The numbers seem a bit slower in geneal than benchmarks I've seen on other sites, but I don't know German and it looks like the settings are not identical.
You are right, they changed an additional setting (FXAA), which influences the shader load. So
here is another set (only changing MSAA).
But the trend is the same. The distance between Pitcairn and Tahiti doesn't decrease when activating MSAA. It is between about 25% and 35%, generally increases with higher resolution (higher pixel shader ROP and bandwidth load combined, that can be expected) and slightly increases (0% to 2%) when activating 4xMSAA (
maybe almost isolated ROP and bandwidth load addition, but frankly I have no idea how the Frostbite2 engine used by BF3 actually works, probably there are also other contributing factors like increased shader load for some steps).

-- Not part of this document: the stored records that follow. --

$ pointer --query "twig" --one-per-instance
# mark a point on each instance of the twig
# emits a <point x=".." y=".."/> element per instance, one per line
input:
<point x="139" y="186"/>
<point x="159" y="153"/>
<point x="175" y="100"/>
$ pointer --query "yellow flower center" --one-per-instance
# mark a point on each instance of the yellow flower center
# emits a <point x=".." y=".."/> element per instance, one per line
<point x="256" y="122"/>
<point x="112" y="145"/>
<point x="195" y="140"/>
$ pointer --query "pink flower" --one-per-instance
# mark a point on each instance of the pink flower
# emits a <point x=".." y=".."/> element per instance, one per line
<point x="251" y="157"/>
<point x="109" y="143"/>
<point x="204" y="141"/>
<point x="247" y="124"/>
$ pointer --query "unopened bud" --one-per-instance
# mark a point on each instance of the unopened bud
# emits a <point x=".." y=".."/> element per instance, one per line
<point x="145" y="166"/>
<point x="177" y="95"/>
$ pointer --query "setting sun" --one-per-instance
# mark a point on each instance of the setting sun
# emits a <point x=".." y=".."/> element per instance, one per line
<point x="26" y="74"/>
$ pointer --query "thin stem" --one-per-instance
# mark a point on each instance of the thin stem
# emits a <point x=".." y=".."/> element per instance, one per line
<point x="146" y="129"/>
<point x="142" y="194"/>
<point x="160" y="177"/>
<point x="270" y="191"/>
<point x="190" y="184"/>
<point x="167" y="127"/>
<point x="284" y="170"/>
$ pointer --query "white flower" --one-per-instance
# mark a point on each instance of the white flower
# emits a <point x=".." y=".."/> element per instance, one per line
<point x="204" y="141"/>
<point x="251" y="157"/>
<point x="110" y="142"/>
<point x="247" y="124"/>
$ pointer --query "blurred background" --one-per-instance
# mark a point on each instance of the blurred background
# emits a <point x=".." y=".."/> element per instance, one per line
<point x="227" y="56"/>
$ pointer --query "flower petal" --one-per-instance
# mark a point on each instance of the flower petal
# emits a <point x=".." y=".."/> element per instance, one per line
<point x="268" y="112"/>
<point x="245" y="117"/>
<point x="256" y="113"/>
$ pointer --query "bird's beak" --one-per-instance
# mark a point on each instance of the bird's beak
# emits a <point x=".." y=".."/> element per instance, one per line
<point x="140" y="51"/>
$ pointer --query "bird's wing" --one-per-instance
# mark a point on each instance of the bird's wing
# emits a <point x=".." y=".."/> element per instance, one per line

I'm focusing on its lack of distance from the 580, and statements concerning BF3 where building the g-buffer takes an inordinately long time to complete on AMD chips versus Nvidia.
And why do you think the dominating reason for that is the ROP count? Could also be some scheduling/work distribution problem, where nVidia has an upper hand, isn't it?
Pitcairn's theoretical ROP throughput isn't much higher than Tahiti's. Plus, in that benchmark you quoted, HD 7970 gains an amazing 3% on HD 7870 when activating MSAA @ 2560x1600.
The point is, that Tahiti does not lose more than Pitcairn when ROP limitations should set in (activating MSAA) while it maintains a consistently higher performance than Pitcairn also with MSAA.
Problem is that HD 7970 has about 72% [!] more memory bandwidth than HD 7870. So it actually shouldn't even be a competition. That's what trinibwoy pointed out: If a 264.000 MB/s card can't shake off an 153.600 MB/s card by a significant margin in those bandwidth-heavy szenarios, what gives?
Is it a very bandwidth heavy scenario?
Or look at it from the other side:
The performance relation between Tahiti and Pitcairn stays basically almost the same. If you activate MSAA or not, Tahiti is always the same amount faster than Pitcairn (it even gains a percent or two with MSAA). And that with 8% less ROP capacity. Doesn't it tell us, that Tahiti shows consistent perormance in comparison to Pitcairn and is therefore not completely off-balance? They just use different means to get there. But the performance picture is actually quite consistent between Pitcairn and Tahiti.
Of course you can always say that if you would have added 50% more ROPs in a certain game you would be 10% faster (and in a non bandwidth limited fillrate test even 50%). But that would also come at a cost (die size, power consumption and ultimately clockspeed). You could also say that a triple setup/raster engine plus 48 ROPs on a 1.5GHz 384Bit interface may have bought them even 25% performance in some games. A quad setup/raster with 8 pixels/clock per rasterizer would also improve the performance in setup limited scenaries considerably while staying at the 32 pixel/clock raster and ROP limit. But with the available evidence I don't think it is justified to say that Tahiti is mainly ROP limited.